A massive dust storm raging across Mars has overcome NASA’s aging Opportunity rover, putting the unmanned, solar-powered vehicle into sleep mode and raising concerns about its survival, the US space agency said Wednesday.
The unusually severe dust storm has blocked out the Sun over one quarter of the Red Planet, blanketing an area spanning 14 million square miles (35 million square kilometers), NASA said.
Opportunity, located in a spot called Perseverance Valley, “has fallen asleep and is waiting out the storm,” said John Callas, Opportunity project manager at NASA’s Jet Propulsion Laboratory.
“We are concerned but we are hopeful that the storm will clear and the rover will be able to communicate with us.”
The storm was first detected on May 30, and grew worse in recent days.
The robotic vehicle—one of two currently operating on Mars—has shut everything down except its master clock, and last communicated with Earth on June 10.
Callas declared a “spacecraft emergency” due to low power.
Opportunity, along with its twin named Spirit, launched in 2003 and landed on Mars a year later to hunt for signs of past life.
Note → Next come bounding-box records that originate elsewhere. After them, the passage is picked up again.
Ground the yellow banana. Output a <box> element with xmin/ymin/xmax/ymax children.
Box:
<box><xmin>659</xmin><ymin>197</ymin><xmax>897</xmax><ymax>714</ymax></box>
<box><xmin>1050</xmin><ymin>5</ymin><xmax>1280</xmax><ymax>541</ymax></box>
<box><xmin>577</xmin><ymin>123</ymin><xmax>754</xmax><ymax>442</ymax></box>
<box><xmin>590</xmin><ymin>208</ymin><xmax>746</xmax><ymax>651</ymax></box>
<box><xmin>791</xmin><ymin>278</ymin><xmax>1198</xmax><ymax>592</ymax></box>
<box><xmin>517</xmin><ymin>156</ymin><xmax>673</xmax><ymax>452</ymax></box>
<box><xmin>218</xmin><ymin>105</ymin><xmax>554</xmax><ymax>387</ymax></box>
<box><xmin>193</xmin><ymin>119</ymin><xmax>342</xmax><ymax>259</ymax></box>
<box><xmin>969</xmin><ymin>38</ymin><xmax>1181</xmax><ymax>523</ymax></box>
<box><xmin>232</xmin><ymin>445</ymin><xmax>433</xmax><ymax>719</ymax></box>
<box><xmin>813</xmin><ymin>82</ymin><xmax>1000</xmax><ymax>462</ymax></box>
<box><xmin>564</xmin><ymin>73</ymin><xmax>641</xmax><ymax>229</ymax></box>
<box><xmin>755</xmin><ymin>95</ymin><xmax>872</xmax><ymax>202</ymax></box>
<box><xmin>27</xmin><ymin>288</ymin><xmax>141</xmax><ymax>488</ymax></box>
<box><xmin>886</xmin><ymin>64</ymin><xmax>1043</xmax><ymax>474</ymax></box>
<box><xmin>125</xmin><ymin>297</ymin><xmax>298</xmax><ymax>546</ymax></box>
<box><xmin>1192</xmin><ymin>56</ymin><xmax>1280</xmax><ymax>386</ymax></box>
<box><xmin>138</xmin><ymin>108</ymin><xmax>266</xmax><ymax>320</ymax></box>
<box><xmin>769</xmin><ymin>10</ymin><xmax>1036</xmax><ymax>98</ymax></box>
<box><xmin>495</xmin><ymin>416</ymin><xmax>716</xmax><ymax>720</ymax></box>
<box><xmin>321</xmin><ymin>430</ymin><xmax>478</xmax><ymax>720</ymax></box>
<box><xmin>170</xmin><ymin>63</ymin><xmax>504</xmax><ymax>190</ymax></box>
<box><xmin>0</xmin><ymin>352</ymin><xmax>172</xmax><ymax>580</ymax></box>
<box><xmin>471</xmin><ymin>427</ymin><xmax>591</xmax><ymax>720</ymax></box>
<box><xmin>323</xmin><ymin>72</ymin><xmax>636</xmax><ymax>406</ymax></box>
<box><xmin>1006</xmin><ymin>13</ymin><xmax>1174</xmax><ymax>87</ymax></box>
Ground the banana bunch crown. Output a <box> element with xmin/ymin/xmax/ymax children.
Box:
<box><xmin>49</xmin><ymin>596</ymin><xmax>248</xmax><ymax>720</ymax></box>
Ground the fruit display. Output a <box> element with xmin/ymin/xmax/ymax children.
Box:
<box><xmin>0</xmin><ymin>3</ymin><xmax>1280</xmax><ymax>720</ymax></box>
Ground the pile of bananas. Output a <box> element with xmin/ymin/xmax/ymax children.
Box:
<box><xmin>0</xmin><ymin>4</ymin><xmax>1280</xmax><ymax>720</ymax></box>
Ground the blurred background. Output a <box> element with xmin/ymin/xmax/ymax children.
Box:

Its mission was initially meant to last just 90 days.
The rover “has made a number of discoveries about the Red Planet including dramatic evidence that long ago at least one area of Mars stayed wet for an extended period and that conditions could have been suitable for sustaining microbial life,” NASA said in a statement.
According phys.org When the storm struck, Opportunity was tooling around near a channel, carved in rim of crater, to see if it might have been created by flowing water, wind erosion, or something else.